“Wow, it’s only $2.20 a gallon over here!”
“Remember when it was $3.20 a few months ago?”
From the late 2000s until recently, gas prices were consistently on the rise. A more recent downward slide may have some consequences: though cheap gas prices might be lighter on the wallet, individuals might be at greater risk for car accidents.
In an article from MN-based Star Tribune, Tim Harlow discusses research conducted by Guangqing Chi of the South Dakota State University’s Department of Sociology and Rural Studies. A professor and demographer whose specialties include the sociology of transportation, Chi had studied data on gas prices and overall traffic safety in Minnesota from 1998 to 2007. His team found that “a 20-cent drop in gas prices resulted in 15 more fatalities a year. Conversely, he found that a 20-cent increase would bring a decrease of 15 deaths annually.”

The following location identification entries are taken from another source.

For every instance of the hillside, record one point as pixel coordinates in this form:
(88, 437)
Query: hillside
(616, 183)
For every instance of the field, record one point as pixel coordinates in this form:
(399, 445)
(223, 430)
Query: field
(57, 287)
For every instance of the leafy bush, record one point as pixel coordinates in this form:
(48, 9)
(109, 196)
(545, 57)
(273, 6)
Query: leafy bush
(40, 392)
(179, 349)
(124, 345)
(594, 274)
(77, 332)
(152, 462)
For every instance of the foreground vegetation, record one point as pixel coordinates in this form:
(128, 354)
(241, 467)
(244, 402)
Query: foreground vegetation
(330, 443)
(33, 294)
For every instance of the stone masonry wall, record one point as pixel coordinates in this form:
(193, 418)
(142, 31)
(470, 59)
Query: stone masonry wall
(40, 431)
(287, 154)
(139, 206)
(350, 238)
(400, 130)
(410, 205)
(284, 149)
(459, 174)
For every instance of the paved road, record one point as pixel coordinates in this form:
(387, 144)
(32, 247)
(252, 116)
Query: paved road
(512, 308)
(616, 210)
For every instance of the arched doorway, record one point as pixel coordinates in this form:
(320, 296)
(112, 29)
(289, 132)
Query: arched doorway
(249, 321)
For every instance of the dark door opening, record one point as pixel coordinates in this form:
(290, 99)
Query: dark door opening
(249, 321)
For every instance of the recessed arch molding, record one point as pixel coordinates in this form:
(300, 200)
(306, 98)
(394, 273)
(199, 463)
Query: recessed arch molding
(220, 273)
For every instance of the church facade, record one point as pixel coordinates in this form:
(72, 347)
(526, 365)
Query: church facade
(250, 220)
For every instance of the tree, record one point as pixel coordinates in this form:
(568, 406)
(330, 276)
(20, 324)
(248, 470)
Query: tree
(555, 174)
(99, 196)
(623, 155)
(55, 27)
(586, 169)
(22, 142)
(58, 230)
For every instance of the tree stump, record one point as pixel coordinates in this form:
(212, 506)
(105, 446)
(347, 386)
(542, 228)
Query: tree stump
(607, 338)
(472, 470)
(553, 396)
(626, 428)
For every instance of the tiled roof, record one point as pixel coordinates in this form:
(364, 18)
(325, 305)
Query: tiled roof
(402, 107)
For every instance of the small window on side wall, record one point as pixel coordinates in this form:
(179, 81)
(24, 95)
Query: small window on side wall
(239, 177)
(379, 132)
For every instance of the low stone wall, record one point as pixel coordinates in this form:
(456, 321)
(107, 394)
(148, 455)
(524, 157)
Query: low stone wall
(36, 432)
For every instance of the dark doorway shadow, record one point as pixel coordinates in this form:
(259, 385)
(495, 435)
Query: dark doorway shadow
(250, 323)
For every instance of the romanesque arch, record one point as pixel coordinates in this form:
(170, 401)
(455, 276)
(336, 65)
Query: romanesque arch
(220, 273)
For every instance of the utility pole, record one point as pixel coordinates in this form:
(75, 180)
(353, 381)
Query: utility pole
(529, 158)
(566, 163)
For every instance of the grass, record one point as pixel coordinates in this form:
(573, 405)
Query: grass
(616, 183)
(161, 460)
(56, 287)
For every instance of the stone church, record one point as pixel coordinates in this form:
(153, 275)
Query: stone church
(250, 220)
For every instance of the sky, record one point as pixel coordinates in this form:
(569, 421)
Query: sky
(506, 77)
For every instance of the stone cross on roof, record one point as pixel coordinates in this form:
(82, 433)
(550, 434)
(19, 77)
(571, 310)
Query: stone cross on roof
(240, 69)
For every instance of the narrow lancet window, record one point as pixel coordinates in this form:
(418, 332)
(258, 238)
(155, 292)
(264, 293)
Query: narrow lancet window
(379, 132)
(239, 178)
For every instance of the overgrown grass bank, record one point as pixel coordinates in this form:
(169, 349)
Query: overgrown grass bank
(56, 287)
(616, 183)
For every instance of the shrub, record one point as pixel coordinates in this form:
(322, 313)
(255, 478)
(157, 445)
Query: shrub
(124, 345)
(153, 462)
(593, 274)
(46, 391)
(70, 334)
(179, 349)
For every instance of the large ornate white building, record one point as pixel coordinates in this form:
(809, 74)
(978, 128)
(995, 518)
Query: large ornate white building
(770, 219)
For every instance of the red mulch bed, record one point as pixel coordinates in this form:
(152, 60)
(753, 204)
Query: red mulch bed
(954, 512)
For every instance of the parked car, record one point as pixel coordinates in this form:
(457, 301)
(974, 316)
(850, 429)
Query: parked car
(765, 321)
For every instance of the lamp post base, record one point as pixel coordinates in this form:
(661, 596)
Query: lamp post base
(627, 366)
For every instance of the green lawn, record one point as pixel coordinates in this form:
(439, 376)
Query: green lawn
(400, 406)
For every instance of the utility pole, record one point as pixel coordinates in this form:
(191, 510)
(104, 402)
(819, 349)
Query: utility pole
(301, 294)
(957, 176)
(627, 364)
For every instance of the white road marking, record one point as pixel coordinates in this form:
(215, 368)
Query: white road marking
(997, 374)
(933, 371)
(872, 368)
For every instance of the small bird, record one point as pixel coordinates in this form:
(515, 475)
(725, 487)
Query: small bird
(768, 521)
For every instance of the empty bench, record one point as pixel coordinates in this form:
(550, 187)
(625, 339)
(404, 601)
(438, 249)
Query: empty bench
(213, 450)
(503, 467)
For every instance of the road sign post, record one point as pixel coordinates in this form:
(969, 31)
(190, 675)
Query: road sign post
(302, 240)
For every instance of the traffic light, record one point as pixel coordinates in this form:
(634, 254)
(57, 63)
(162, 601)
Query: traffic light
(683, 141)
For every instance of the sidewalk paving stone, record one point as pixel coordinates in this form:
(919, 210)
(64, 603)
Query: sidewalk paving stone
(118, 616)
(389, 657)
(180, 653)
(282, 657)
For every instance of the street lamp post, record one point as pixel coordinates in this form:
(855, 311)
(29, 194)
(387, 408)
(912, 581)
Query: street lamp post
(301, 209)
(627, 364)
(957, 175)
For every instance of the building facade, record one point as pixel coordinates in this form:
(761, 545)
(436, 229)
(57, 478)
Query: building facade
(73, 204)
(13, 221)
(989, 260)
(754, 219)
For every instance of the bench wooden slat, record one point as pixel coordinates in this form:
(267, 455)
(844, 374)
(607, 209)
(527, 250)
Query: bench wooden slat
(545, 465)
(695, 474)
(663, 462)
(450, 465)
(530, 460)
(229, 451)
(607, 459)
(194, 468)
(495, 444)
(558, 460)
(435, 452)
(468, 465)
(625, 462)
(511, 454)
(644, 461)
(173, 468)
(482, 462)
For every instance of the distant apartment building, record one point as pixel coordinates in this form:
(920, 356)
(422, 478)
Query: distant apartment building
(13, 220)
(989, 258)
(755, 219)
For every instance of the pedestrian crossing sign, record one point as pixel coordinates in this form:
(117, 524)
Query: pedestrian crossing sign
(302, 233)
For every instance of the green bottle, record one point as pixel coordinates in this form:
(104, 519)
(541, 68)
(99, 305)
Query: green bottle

Using similar methodology with study data from Alabama and Mississippi, Chi has found that teens are more impacted by high gas prices, driving less frequently when prices go up. Their road reticence when costs are high, Chi’s study asserts, may lead to safer streets. Beyond driving less often, Chi says, when gas prices rise, “we suspect people drive more carefully.” For now, go ahead and put the pedal to the metal—just, you know, don’t throw all caution to the wind.